International law takes on cyber: significant challenges ahead

Speaking at the U.S. Cyber Command Inter-Agency Legal Conference last week, U.S. State Department Legal Advisor Harold Koh confirmed the U.S. position that international law is applicable to the cyber environment.

In his speech, Koh outlined ten principles guiding U.S. efforts on cyber engagement in the international space, most of which align with key provisions of the Tallinn Manual on the International Law Applicable to Cyber Warfare. Released in early September by NATO's Cooperative Cyber Defense Center of Excellence (CCD COE), the draft unofficial document was compiled from the opinions of legal and technical experts, and examines how existing international law, jus ad bellum and jus in bello, applies to the cyber environment.

As the incidence of maligned cyber operations increases, there is a burgeoning need for an international code of conduct between states – a “cyber relations manual.”  Given the novel and preeminently intangible characteristics of cyber, the application of laws designed for kinetic activity to this domain presents several challenges that have impeded further development of legal frameworks. Fundamental principles of international law – thresholds, sovereignty, and attribution – prove particularly challenging to translate to the cyber environment, as demonstrated by the expert opinions set forth in the Tallinn Manual.
 
Thresholds
- International law would come into play when a cyber operation conducted within the context of an international armed conflict breaches a threshold that qualifies it as a “use of force” equal to kinetic activity.  According to Rule 30 of the Tallinn Manual, a cyber operation would be a cyber attack if “reasonably expected to cause injury or death to persons or damage or destruction to objects.” Considering the intangible nature of a cyber operation, physical damage is a tall, but certainly not impossible, order. Interestingly, the more pressing concerns of surveillance malware, cyber espionage, and financial crimes would likely be relegated to the domestic arena as cyber crime.
 
Sovereignty
- International law is grounded in state sovereignty, a somewhat abstract concept that has underpinned the architecture of world order since Westphalia: the independent authority of a government exercised over a discrete geographic area. Conversely, it would seem that the architecture of the cyber environment has developed outside modern notions of geopolitics, especially given that its end product, information, transcends all geopolitical and social boundaries.

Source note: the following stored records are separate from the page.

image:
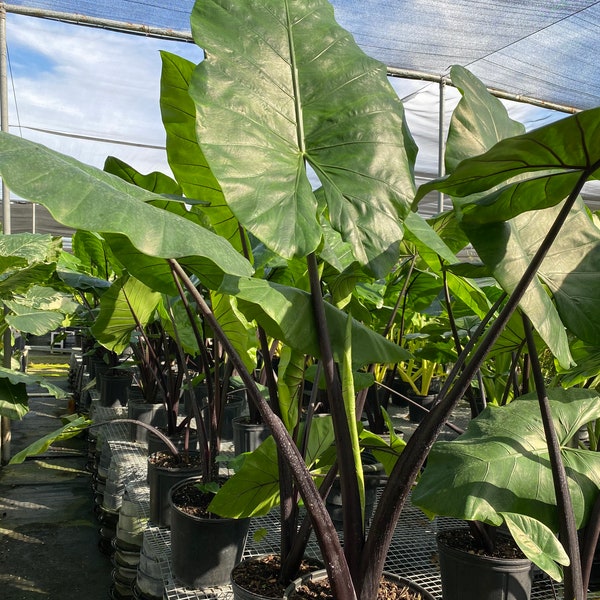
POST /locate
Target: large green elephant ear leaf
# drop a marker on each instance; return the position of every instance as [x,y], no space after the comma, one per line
[184,153]
[288,86]
[125,304]
[286,314]
[83,197]
[531,171]
[569,271]
[156,182]
[501,463]
[479,121]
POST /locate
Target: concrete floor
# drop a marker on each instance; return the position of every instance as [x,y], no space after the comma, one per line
[48,531]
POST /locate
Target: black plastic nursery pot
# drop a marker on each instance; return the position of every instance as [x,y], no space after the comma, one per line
[204,551]
[294,590]
[154,414]
[415,414]
[257,574]
[248,436]
[114,388]
[468,576]
[160,481]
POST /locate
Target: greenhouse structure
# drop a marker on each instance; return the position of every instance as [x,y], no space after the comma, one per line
[299,299]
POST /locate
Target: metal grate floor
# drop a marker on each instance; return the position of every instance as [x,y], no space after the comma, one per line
[412,553]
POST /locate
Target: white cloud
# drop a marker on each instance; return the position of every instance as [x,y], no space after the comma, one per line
[88,82]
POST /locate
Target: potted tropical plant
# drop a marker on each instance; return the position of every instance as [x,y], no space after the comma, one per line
[342,137]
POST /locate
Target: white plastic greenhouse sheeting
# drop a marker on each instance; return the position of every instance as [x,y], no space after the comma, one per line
[71,89]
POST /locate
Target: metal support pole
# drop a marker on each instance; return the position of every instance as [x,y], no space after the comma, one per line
[5,434]
[441,141]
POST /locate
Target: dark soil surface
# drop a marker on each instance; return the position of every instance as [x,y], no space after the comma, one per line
[462,539]
[191,500]
[260,575]
[320,590]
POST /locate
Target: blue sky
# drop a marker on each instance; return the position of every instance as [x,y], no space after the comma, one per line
[88,82]
[85,82]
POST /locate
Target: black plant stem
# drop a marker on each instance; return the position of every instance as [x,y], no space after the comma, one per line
[329,543]
[201,428]
[361,397]
[288,507]
[411,460]
[564,505]
[590,541]
[351,508]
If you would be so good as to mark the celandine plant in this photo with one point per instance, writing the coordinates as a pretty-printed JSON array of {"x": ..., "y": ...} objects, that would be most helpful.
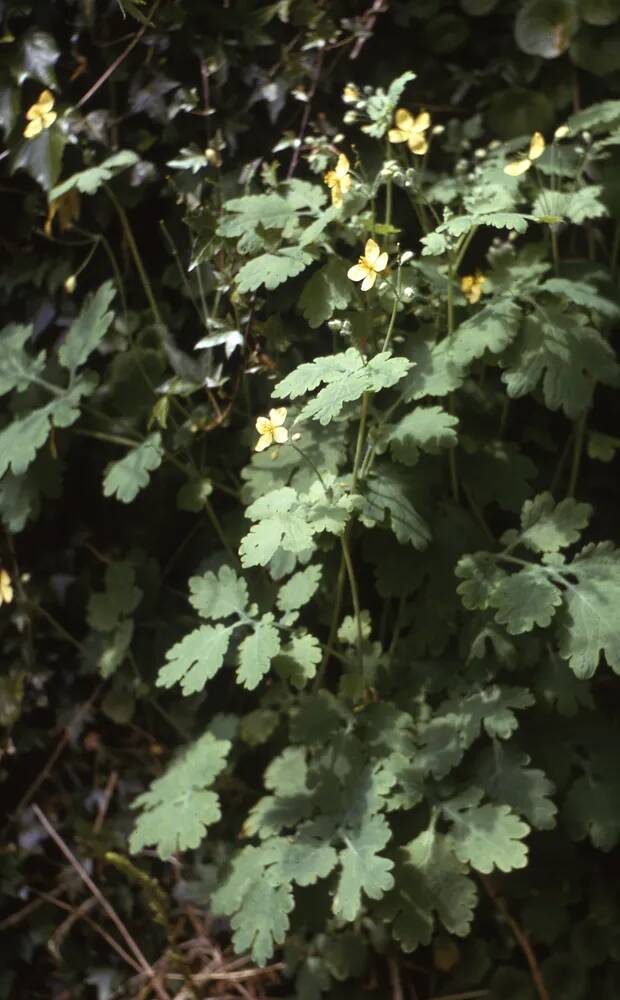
[{"x": 416, "y": 605}]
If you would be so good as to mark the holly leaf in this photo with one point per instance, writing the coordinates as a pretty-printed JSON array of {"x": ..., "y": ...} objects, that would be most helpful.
[
  {"x": 125, "y": 478},
  {"x": 195, "y": 659}
]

However, a physical infrastructure underlies the cyber environment, from one nation’s servers to undersea cables linking continents to satellites bouncing signals overhead. This infrastructure is owned piecemeal by individual nations and is therefore subject to international law. As such, a nation exercises sovereign control over the cyber infrastructure inside its territory or in its possession; a nation also has jurisdiction over any cyber activities conducted within itsterritory as well as those that use its infrastructure, whether such activities originate within its territory or are simply passing through.
 
Attribution
- Cyber activity lends itself to anonymity via multiple layers of abstraction. To oversimplify, a cyber operation can be launched by a citizen of State A from the territory of State B and target State C. The citizen of State A can use various techniques at the point of origin to obscure his identity as well as route the operation through any number of nations and infrastructures between the operation’s launch in State B, and its target, State C.

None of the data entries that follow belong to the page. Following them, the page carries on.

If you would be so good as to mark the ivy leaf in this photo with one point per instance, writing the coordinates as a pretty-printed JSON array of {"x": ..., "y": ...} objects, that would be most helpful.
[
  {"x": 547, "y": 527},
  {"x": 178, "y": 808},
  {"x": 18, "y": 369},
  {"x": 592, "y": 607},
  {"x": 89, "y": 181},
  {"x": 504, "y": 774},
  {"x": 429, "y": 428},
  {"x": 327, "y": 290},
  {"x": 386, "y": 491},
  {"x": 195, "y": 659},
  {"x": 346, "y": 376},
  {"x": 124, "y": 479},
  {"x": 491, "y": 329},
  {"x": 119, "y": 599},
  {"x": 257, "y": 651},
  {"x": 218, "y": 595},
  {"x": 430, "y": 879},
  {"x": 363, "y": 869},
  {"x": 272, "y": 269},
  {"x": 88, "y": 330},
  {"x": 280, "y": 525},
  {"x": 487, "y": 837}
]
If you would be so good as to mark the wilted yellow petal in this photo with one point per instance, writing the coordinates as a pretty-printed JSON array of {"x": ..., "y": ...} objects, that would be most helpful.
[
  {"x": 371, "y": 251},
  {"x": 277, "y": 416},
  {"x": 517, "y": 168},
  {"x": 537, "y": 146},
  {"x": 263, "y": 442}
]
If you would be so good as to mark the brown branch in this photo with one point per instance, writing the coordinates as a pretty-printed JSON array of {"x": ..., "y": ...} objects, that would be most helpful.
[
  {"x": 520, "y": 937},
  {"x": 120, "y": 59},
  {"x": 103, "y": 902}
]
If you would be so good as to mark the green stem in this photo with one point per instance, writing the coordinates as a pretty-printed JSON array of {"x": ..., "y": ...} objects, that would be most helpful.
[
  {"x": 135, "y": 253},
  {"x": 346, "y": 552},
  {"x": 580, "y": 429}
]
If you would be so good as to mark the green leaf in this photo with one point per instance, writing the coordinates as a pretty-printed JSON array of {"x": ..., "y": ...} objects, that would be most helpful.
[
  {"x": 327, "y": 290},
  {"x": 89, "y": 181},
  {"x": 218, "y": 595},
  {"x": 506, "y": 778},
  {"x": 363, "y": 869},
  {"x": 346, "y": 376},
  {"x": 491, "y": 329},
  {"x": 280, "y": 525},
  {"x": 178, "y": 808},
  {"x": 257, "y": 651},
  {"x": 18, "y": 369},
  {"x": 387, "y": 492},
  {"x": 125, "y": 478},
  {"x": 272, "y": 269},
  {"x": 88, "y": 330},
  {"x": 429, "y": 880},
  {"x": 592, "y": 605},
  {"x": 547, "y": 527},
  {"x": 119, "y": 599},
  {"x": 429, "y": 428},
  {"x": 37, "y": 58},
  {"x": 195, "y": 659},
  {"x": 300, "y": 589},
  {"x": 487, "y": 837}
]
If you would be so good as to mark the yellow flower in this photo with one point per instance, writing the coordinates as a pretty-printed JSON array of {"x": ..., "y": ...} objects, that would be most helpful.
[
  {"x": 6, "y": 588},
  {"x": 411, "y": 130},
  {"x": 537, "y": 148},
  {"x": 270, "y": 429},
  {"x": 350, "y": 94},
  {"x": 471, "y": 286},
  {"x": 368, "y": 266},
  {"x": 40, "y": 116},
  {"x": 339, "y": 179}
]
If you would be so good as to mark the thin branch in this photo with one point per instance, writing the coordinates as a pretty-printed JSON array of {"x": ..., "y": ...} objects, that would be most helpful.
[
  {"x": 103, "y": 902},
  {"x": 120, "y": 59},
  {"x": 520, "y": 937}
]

Determining responsibility for a cyber operation requires both the technical ability to trace the operation back to its creator – an effort that fails more often that it succeeds – and a legal framework by which to assign responsibility. If the perpetrator of a cyber attack were to be found, assigning responsibility remains a complicated matter because it is not relegated solely to the perpetrator. The operation’s point of origin, the infrastructures through which it passed, its target, resulting damage, and jurisdiction at each node in the attack would also factor into any determinations on state-level culpability.

Technology has historically preceded the law. Cyber operations have already far outpaced the development of legal frameworks, which face challenges in translating fundamental principles of international law to the cyber domain. While a cyber operation that unequivocally breaches international law may have yet to occur, the current absence of a legal framework enables actors deserving of punitive action to operate without accountability. It also leaves open the future potential for false-positives (incorrect assignments of responsibility) and unintended consequences. Koh’s address was well-timed. There is a growing demand to understand how international law applies in the cyber environment, and it is essential that the U.S. have a leading role in the discussion.